4。プライマリミクログリアの分離とめっき

  1. 混合グリア培養が完全にコンフルエントになったら、インキュベーターからフラスコを削除し、環境大気とのガス交換を防ぐためパラフィルムでフラスコのキャップをカバーしています。
  2. 37℃で1時間に100 RPS(ラボコンパニオンSI-600、Jeioテック)でフラスコを振る℃に
  3. フラスコ表面に星状膠細胞層を中断せずに10 mlのピ​​ペットを用いてすべてのフラスコから培地を収集します。 50 mlコニカルチューブにメディアを配置します。

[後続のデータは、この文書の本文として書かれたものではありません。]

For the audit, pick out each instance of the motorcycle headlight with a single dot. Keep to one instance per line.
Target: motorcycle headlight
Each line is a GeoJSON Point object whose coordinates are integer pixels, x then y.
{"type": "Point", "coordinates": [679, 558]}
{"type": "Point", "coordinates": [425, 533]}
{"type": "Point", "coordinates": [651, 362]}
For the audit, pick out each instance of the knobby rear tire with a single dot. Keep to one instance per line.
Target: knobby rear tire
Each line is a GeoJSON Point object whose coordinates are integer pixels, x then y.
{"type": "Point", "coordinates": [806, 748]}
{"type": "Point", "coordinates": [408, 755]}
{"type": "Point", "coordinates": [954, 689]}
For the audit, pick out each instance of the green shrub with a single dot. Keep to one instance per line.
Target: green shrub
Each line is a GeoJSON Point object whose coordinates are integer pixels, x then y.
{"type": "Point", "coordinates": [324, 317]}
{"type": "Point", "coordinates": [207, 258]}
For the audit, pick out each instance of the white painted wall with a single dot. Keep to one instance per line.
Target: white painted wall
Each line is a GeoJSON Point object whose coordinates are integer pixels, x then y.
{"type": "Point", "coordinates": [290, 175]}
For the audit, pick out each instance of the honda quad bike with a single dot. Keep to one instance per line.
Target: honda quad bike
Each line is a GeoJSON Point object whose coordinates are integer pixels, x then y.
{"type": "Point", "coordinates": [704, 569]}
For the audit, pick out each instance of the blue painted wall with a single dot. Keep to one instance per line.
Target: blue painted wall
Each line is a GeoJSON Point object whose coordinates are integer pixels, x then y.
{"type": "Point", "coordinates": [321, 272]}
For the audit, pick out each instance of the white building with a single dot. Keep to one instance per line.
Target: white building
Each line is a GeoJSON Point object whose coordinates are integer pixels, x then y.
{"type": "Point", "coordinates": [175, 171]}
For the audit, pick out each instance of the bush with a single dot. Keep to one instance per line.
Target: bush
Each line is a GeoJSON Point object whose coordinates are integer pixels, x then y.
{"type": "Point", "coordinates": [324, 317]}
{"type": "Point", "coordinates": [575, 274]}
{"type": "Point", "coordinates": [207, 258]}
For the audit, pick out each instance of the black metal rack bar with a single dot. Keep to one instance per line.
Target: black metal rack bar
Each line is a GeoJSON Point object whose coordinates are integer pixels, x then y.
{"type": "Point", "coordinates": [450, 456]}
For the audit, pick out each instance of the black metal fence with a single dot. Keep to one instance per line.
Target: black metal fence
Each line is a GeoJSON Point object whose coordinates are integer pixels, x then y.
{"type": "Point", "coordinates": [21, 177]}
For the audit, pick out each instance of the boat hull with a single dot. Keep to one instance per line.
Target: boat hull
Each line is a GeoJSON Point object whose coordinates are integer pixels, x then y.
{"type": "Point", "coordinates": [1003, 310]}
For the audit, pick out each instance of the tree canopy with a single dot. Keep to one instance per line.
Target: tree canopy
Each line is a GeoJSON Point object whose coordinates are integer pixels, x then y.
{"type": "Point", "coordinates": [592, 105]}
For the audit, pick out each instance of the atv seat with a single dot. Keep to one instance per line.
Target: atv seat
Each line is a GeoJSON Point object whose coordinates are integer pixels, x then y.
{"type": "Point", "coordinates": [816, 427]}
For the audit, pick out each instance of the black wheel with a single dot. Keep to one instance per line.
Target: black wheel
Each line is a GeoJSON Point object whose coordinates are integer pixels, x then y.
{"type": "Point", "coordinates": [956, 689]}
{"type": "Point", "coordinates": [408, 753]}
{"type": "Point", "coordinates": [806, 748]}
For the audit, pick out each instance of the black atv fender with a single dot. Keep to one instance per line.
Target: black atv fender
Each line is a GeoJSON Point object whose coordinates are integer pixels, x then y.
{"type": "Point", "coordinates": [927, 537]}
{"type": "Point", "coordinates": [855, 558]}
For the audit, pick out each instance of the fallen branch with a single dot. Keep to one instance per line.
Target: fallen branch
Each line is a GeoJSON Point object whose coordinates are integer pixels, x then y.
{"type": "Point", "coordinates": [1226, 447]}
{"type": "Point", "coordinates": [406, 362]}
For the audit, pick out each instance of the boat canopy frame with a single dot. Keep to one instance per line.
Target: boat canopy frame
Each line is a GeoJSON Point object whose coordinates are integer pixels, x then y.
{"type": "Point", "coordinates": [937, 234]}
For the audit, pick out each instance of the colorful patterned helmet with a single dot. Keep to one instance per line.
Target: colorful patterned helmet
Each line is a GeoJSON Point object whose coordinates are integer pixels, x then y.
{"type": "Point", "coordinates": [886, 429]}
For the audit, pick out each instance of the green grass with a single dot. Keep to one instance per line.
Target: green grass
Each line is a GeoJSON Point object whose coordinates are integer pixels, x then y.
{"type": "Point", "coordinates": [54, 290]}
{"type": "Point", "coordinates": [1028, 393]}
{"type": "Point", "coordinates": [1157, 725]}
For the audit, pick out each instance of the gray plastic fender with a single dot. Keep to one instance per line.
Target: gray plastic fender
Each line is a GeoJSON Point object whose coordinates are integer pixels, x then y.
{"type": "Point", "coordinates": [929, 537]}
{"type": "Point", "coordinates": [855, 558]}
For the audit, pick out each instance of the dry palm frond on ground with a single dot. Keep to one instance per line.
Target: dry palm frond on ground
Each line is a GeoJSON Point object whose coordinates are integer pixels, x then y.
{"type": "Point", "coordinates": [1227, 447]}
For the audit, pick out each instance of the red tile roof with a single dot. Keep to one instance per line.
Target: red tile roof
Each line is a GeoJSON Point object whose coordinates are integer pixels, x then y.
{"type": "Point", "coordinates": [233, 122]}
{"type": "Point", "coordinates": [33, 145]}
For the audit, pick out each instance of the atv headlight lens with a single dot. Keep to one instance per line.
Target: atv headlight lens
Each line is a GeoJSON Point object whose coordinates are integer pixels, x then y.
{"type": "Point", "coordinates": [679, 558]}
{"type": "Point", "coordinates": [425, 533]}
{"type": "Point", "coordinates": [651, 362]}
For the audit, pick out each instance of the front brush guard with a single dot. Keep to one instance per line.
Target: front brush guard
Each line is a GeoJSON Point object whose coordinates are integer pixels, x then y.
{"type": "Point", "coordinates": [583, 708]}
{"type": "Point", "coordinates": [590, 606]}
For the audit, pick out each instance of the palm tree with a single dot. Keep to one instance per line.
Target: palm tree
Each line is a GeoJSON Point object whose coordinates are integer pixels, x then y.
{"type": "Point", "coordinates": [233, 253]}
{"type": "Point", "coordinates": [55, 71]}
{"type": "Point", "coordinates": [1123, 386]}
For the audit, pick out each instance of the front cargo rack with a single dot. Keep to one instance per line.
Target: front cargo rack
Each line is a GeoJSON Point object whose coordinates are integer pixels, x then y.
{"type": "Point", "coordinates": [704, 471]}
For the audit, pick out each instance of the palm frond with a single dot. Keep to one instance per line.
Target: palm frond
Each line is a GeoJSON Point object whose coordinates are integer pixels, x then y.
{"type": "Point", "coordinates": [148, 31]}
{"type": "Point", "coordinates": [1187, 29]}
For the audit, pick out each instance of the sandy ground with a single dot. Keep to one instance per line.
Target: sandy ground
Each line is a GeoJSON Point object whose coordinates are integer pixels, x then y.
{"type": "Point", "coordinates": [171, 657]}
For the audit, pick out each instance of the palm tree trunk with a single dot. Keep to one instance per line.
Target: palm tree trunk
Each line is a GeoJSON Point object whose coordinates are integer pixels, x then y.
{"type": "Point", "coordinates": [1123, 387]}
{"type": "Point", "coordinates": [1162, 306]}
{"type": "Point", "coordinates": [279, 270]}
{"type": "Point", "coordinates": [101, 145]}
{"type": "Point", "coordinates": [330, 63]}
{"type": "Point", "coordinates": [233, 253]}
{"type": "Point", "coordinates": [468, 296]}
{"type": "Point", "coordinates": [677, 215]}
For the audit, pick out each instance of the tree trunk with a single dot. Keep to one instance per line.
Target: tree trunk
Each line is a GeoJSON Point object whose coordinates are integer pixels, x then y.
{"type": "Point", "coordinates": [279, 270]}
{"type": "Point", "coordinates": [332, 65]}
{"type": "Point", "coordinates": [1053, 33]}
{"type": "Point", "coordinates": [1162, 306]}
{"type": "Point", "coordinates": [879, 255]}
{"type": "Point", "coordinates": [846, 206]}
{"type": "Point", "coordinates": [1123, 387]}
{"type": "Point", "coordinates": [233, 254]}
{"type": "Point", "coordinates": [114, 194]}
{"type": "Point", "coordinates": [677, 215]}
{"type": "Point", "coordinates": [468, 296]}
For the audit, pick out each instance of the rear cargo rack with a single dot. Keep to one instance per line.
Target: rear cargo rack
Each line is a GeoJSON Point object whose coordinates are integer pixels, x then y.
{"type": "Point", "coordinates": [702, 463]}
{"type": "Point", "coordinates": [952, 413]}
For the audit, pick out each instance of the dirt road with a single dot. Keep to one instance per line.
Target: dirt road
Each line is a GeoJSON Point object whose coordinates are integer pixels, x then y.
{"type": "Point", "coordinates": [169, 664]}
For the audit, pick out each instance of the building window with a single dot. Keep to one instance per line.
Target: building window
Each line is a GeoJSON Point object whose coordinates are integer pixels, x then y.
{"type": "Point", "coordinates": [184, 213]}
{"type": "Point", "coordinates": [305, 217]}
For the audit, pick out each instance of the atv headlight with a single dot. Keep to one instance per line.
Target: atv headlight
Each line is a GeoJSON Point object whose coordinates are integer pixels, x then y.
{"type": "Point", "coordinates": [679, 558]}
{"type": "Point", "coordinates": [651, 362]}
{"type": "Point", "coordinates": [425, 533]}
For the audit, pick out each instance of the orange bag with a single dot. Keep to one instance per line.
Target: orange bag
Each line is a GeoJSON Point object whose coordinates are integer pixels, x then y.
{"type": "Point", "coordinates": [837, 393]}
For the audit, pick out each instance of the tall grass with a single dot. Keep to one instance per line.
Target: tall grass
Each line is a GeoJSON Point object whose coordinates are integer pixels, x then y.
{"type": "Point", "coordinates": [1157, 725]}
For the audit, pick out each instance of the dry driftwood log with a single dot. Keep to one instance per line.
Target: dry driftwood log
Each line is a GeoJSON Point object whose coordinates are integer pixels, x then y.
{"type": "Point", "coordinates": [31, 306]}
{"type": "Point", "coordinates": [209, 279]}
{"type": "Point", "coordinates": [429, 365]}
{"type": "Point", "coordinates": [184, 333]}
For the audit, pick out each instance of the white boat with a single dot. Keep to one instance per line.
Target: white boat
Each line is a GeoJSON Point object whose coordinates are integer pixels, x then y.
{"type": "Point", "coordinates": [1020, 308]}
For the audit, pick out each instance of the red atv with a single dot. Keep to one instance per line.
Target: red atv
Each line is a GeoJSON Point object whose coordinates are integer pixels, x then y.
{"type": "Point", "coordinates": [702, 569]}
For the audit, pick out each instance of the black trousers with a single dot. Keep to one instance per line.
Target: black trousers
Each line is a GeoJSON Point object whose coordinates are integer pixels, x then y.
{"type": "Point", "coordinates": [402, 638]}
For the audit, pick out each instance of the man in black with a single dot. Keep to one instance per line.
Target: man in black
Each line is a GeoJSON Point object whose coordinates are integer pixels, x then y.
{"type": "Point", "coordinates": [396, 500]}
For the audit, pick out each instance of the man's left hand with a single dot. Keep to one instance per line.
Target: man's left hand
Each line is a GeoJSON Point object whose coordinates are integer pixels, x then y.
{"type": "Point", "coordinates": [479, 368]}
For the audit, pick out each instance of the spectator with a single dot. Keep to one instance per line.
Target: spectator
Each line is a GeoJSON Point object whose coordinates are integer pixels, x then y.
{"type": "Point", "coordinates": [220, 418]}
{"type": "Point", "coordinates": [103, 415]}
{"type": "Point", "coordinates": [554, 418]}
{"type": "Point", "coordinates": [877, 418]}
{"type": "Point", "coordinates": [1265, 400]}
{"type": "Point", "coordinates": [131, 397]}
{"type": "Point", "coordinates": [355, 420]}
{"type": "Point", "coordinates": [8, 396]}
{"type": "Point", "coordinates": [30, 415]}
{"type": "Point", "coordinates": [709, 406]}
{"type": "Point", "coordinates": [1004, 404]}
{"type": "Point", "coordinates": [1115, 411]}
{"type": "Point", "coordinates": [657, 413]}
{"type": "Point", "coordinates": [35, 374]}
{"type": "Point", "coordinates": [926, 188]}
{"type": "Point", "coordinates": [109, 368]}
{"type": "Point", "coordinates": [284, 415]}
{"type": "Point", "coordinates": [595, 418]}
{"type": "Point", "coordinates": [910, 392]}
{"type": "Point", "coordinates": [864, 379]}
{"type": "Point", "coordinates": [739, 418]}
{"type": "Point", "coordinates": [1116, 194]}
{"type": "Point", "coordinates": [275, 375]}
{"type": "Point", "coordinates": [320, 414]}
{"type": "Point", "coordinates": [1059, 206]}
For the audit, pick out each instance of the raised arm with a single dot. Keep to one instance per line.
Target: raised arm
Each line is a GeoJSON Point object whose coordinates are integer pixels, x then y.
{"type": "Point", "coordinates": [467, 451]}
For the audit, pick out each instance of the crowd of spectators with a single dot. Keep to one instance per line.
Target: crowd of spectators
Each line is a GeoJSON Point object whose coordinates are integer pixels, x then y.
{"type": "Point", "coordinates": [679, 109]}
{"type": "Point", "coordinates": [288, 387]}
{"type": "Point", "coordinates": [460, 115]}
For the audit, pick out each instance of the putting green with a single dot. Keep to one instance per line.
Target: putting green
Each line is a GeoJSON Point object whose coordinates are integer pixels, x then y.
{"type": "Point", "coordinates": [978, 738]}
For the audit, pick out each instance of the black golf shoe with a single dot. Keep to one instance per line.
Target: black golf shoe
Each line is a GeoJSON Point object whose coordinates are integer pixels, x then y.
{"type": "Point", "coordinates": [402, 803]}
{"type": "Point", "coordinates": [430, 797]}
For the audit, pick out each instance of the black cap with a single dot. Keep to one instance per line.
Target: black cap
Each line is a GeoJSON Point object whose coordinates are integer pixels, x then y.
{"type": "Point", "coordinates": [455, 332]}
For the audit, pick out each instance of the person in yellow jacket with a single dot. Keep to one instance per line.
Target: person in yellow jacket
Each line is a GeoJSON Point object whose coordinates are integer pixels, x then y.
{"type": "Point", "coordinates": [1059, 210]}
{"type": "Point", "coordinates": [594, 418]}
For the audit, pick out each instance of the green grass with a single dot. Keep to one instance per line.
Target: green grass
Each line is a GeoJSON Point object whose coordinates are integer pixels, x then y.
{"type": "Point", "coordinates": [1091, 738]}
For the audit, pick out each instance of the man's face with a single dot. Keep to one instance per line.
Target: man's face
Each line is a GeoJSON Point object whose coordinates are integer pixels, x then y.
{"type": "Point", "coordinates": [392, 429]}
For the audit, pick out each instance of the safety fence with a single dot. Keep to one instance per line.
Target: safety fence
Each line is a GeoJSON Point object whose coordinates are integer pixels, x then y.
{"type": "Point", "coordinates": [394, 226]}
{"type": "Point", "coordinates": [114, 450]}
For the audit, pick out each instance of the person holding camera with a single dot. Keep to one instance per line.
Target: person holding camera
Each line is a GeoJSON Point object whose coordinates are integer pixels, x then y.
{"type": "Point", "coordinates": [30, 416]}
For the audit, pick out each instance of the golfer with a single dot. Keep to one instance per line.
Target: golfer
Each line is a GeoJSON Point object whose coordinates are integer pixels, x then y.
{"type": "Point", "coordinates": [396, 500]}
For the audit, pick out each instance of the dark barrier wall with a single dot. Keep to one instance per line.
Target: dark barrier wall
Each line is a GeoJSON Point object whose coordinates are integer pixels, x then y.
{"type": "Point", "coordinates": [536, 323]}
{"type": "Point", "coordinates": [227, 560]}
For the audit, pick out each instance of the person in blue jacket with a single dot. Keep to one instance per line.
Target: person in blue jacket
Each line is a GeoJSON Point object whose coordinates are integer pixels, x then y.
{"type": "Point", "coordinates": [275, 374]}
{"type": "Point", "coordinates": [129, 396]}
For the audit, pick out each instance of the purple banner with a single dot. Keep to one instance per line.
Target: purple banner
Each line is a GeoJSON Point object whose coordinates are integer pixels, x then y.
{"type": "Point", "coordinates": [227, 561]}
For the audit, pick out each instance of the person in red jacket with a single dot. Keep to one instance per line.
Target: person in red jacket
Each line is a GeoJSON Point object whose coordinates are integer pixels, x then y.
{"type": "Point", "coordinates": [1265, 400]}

インキュベーターにフラスコと戻りフラスコに新鮮な培地を追加します。
  4. 4℃で5分間で2,500 RCFでコニカルチューブを遠心分離
  5. すべてのコニカルチューブから上清を吸引除去する。細胞ペレットは、高純度のミクログリア細胞である。ミクログリアメッキ培地(DMEM + 10%FES + 1%ペニシリン/ストレプトマイシン)を1mlに再懸濁したペレット。
  6. を使用して再懸濁した培地で細胞密度を数える血球。
  7. ミリリットル当たりの密度2×10e5細胞を達成するために、ミクログリアメッキメディアの適切なボリュームを追加します。実験的な解析に適したプレート。
  8. ミクログリアは一晩にアタッチすることができます。

5。代表的な結果

高純度の主ミクログリア培養の結果、上記のプロトコル。としてマクロファージ/ミクログリア細胞特異的マーカー(Iba1)の免疫組織化学によって決定される、メッキミクログリア培養は> 90%純粋( 図2)です。さらに、アストロサイト、オリゴデンドロサイトとニューロン細胞特異的マーカーを染色すると、最小限の汚染( 図2)を示しています。混合グリア細胞培養を確立した後、ミクログリアは4つの連続した​​回まで振とうすることにより単離することができる。初期ミクログリアの分離は、約2.2×106細胞/ mlまたは10フラスコ当たり約9万個の細胞が得られると予想される収量は、それぞれの連続した​​SHAとともに減少するKE。この方法により単離されたミクログリアが貪食能力など、一酸化窒素の生産として機能し、神経毒性( 3)13 から14を調査するために首尾よく使用されています。

figure-protocol-1
図1混合グリア細胞培養、プライマリミクログリアの分離を準備するためのプロトコルの概要。

figure-protocol-2
ミクログリア(IBA-1、赤)、アストロサイト(GFAP、緑)、ニューロン(NeuN、赤)とオリゴデンドロサイト(CC1、赤)は、特定のマーカーを用いて免疫組織化学的分析によって検証として高純度のミクログリアの図2。分離。 DAPI(青)で培養中の細胞のDNAを染色も表示されます。

figure-protocol-3
図3ミクログリアは、メソッドdescriで分離されたベッドは、貪食アッセイ、機能アッセイと神経毒性の研究に限定を含むではなく、多くのアッセイで使用されています。これらの研究で、我々が制御するために露出したミクログリア(IBA-1陽性、緑)、()またはLPS(B)が扱われているメディアを発見した、定量することができる蛍光標識ラテックスビーズ(赤)、それらの貪食を増加させる( C)。さらに、LPS(1ng/ml)治療は、ミクログリア(D)で一酸化窒素の産生を増加させることができます。最後に、トランスウェルインサート区切りまたは直接ミクログリア - ニューロン培養の両方を介して、我々は、乳酸脱水素酵素(LDH)放出(E、F)によって測定されたLPSとともにインキュベートしたミクログリアが神経細胞死を誘導できることを見出した。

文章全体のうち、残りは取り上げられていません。